Eine entscheidende Rolle spielt dabei die Izquierda Anticapitalista (Antikapitalistische Linke - IA), die spanische Vertreterin der politischen Strömung, die als Pablismus bekannt ist.

Die Strömung brach in den 1950er Jahren mit dem Trotzkismus. Sie behauptete, dass die stalinistischen und sozialdemokratischen Bürokratien und verschiedene bürgerlich-nationalistische Bewegungen Vehikel zur sozialistischen Umwandlung der Gesellschaft seien.

Jahrzehnte später halten viele Pablisten führende Positionen in Parteien inne, die versuchen, verschiedene Überbleibsel der alten stalinistischen und maoistischen Parteien im Bündnis mit der Gewerkschaftsbürokratie zu vereinigen

Kurz vor dem Ende des Puerta-del-Sol-Zeltlagers schrieb Esther Vivas, eine Führerin der IA in Katalonien und Mitglied der Redaktion der pablistischen Publikation "Viento Sur": "Die Bürgerbewegung, die seit dem 15. Mai den Puerta del Sol und andere Plätze in verschiedenen Städten Spaniens besetzt hat, hat die politische Debatte wieder auf die Straßen zurückgebracht und die Rolle der politischen Parteien infrage gestellt."

Dies ist eine Lüge. Zusammen mit Gruppen wie En Lucha ("Im Kampf") - der spanischen Schwesterorganisation der britischen Socialist Workers Party - haben die Pablisten aktiv mitgeholfen sicherzustellen, dass die Bewegung nie zu einer Gefahr für die politischen Parteien und die Gewerkschaften wurden, die die arbeitende Bevölkerung und die Jugend in eine solch verzweifelte Lage gestürzt haben.

Miguel Romero, Herausgeber von Viento Sur, gab der wichtigsten pablistischen Publikation International Viewpoint am 21. Mai ein entlarvendes Interview, das ihre entscheidende Rolle bei der Enthauptung einer unabhängigen Bewegung der Arbeiterklasse skizziert.

Am 29. September 2010 unterstützten zehn Millionen Arbeiter, fast siebzig Prozent der gesamten Arbeiterschaft Spaniens, einen 24-stündigen Generalstreik.

Aus Angst, dieser massive Widerstand gegen die PSOE könne ihrer Kontrolle entgleiten, weigerten sich die Gewerkschaften anschließend, weitere Aktionen zu organisieren. Stattdessen einigten sie sich im Februar 2011 mit der Regierung von Jose Zapatero und der Arbeitgebervereinigung auf einen "großen Sozialpakt".

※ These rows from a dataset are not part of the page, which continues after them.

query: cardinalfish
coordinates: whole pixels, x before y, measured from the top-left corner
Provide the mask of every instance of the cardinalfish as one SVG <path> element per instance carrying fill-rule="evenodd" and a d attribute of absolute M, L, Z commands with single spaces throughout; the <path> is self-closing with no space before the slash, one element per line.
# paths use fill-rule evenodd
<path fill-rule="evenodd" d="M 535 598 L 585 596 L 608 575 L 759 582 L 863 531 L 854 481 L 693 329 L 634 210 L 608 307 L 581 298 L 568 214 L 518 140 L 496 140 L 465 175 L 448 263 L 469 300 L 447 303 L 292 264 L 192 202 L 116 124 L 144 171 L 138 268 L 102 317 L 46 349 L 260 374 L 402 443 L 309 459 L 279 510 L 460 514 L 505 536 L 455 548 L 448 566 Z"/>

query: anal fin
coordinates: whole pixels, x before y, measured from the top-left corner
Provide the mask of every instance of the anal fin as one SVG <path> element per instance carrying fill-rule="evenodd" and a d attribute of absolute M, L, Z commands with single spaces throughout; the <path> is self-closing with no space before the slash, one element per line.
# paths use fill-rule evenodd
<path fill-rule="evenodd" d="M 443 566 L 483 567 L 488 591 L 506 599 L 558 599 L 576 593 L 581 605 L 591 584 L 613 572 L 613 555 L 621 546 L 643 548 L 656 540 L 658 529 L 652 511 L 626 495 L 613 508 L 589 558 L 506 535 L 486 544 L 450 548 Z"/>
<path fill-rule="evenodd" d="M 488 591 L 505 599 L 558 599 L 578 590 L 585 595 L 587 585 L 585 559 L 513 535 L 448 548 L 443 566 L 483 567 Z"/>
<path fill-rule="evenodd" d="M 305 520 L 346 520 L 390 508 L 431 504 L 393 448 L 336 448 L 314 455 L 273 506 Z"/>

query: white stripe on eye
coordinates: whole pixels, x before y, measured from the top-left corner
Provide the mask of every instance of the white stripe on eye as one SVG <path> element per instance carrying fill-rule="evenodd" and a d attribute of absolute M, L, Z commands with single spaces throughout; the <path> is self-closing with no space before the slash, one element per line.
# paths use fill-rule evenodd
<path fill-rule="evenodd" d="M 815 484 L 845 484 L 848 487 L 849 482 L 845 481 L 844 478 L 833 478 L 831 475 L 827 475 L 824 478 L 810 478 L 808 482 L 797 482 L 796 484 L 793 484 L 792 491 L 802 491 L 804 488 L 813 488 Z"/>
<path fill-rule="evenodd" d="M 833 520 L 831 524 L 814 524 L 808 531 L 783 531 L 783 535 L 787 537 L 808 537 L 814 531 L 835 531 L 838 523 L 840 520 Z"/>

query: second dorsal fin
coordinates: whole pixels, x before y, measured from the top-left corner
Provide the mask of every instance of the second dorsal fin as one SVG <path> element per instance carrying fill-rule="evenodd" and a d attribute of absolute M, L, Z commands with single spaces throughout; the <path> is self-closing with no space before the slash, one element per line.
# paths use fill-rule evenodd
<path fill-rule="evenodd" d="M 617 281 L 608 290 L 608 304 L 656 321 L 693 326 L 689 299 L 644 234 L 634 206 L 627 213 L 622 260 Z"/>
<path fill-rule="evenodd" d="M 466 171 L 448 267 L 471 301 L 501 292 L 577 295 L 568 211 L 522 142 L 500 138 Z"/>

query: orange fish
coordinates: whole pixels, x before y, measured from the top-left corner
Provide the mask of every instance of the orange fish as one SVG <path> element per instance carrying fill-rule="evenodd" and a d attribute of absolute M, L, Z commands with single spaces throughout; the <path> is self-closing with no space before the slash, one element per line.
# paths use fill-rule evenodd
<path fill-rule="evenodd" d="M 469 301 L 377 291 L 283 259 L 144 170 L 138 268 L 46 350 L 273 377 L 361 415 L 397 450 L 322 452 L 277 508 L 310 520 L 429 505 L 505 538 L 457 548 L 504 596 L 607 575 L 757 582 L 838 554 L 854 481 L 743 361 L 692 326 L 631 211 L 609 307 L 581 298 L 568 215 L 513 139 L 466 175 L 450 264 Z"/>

Der Pakt sieht die Anhebung des Rentenalters von 65 auf 67 Jahre bis 2013 vor. Er enthält Kürzungen im öffentlichen Sektor und bei Sozialausgaben, wie auch reaktionäre "Reformen" von Arbeitsschutzgesetzen.

Romero erwähnt die Feindseligkeit gegenüber den Gewerkschaften, insbesondere unter jungen Leuten. Er schreibt: "Sie führte jedoch zur Verärgerung der Jugend, die den "September"-Streik unterstützt und sich mit den Streikposten solidarisiert hatte usw.

Es breitete sich die Erkenntnis aus, dass von der Mehrheitsgewerkschaft nichts zu erwarten sei. Was die Minderheitsgewerkschaften angeht, wie die (stalinistische) CCOO, so haben sie nur untergeordnete Bedeutung."

"Anfang 2011 konnte man eine gewisse Spannung an den Universitäten bemerken", sagt er, bevor er hinzufügt: "Aber bei dem derzeitigen Stand der antikapitalistischen Linken, waren wir ziemlich pessimistisch." (Hervorhebung von WSWS)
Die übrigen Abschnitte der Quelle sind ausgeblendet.